Watch the video above, to find out how easy it is to rescue a sheep which is stranded on its back, then share this page so that others will see how to do it too.

19 Replies to “How you can save a sheep’s life”

  1. Hello, my wife and I were walking on an airfield where there are sheep grazing, when my wife noticed one of the sheep on her back with legs in the air. We went on the internet and found your website and video. With a little trepidation we rolled her onto her front, but she wobbled and rolled over again. This happened three times. For the next attempt we rolled her and then rested our hands on her back, so that she stopped moving and rested for a few seconds. Then she was up, wobbled a little and stayed upright. We are not sure whether it was just luck that she stayed up, had regained her strength after the previous efforts or felt more relaxed having felt the pressure of our hands on her back for a little.

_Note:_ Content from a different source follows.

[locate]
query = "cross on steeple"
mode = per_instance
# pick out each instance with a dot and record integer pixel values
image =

There was another sheep on the field on her side but she seemed very weak and would not make any effort to get up, even with help. We called the shepherd who hopefully was able to help her. We would like to thank you for your very instructive video.

  2. Hi Andy,
    I spotted a heavily pregnant ewe laying this way when driving past a paddock today and was concerned as I’d not seen this before. Went to a neighboring property to find the farmer but he refused to assist.
    After a quick google search I found your video and jumped the fence to roll her over. Just as you said, she went running back to her he heard.
    So thanks all the way from Australia

  3. Thank you for this tutorial video. I had just stumbled upon your video and have just uprighted a sheep as well. The lambs seemed a lot happier after the ewe was righted!

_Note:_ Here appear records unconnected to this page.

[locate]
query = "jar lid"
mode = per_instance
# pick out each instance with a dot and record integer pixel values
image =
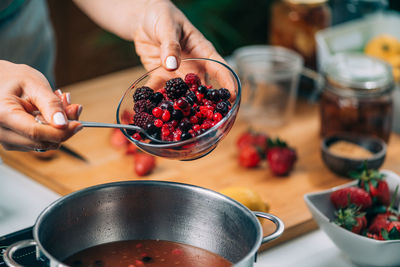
(307, 2)
(359, 73)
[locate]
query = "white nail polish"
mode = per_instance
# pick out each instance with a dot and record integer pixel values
(68, 97)
(79, 110)
(78, 128)
(171, 63)
(59, 119)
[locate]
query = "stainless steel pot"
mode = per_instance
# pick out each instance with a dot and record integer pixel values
(135, 210)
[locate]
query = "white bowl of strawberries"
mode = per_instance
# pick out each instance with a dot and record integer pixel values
(362, 218)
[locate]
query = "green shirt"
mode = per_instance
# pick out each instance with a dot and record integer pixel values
(8, 7)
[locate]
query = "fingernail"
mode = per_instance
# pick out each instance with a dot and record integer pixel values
(68, 97)
(59, 119)
(78, 128)
(79, 110)
(171, 63)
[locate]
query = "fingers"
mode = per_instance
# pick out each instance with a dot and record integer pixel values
(39, 93)
(169, 34)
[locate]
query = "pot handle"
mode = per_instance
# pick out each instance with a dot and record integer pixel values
(280, 226)
(9, 253)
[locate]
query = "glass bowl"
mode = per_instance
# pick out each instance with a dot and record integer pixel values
(211, 72)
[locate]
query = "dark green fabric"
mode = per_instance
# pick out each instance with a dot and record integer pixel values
(11, 8)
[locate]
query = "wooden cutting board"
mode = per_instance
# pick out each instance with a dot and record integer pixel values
(219, 169)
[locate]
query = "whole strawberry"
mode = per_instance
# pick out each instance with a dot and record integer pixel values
(249, 157)
(344, 197)
(373, 182)
(281, 158)
(351, 219)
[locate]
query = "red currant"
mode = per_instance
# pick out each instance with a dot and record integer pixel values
(157, 112)
(166, 115)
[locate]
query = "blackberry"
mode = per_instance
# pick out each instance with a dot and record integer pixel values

  4. Thank you for your video and post! Until today, I knew nothing about sheep, except our neighbor, who lives elsewhere, has them next to our place. I check on them daily as I feed my horses. Today, I noticed one of the pregnant ewes on her back kicking her feet. I thought, that’s odd, I have never seen them do that! About 15 minutes later, she was still there, still kicking her feet. I love animals and watch their interactions with others and that just didn’t seem right and reminded me of a cast horse in a stall. I jumped on the internet and found your video. I took off over to her pen and my husband jumped in with me. We pushed her over and she stood up. She was a tiny bit wobbly and clearly her eyes were dazed. We brushed her back off and watched her until she was stable on her feet. Thank you so much for your post. She looks like she may have twins and has that flat back like you described. I will be keeping an eye out for her over the next few days, until she delivers her load!

    1. What a great result! Thanks for letting us know how you successfully saved a sheep’s life, Sharon. It makes creating the post all the more worthwhile. Of course, until she produces her lambs that ewe will still be vulnerable to the same problem, but all being well, please let us know how she gets on with her lambs.

  5. A couple of years ago I watched several other sheep in the field go over to one on heback & all got together & nudged her until she was in a position to stand up. Also, once up they are still in danger for a short time as If they have been down for any length of time they need time to adjust before they can trot off.

  6. Rigwelted, is that the technical term for the position? Not that we get a lot of it in the centre of Sheffield !!

    1. I’d never heard of the term “Rigwelted” but Google has plenty of results for it, so yes, thank you for that Bob.
      In this part of the UK it’s referred to as “Cast”, but it’s great that different areas still have their own words for these things!

  7. Brilliant, helping the sheep is also helping the farmer ‍ too, but please if your with a dog keep it on the lead when around livestock and still scoop the poop thank you .

      1. Basically ALL sheep are topheavy. In most cases their thin legs can’t make the counterweight to help them back on their feet, especially if they are lying feet up in a groove. So your help is definitely life-saving.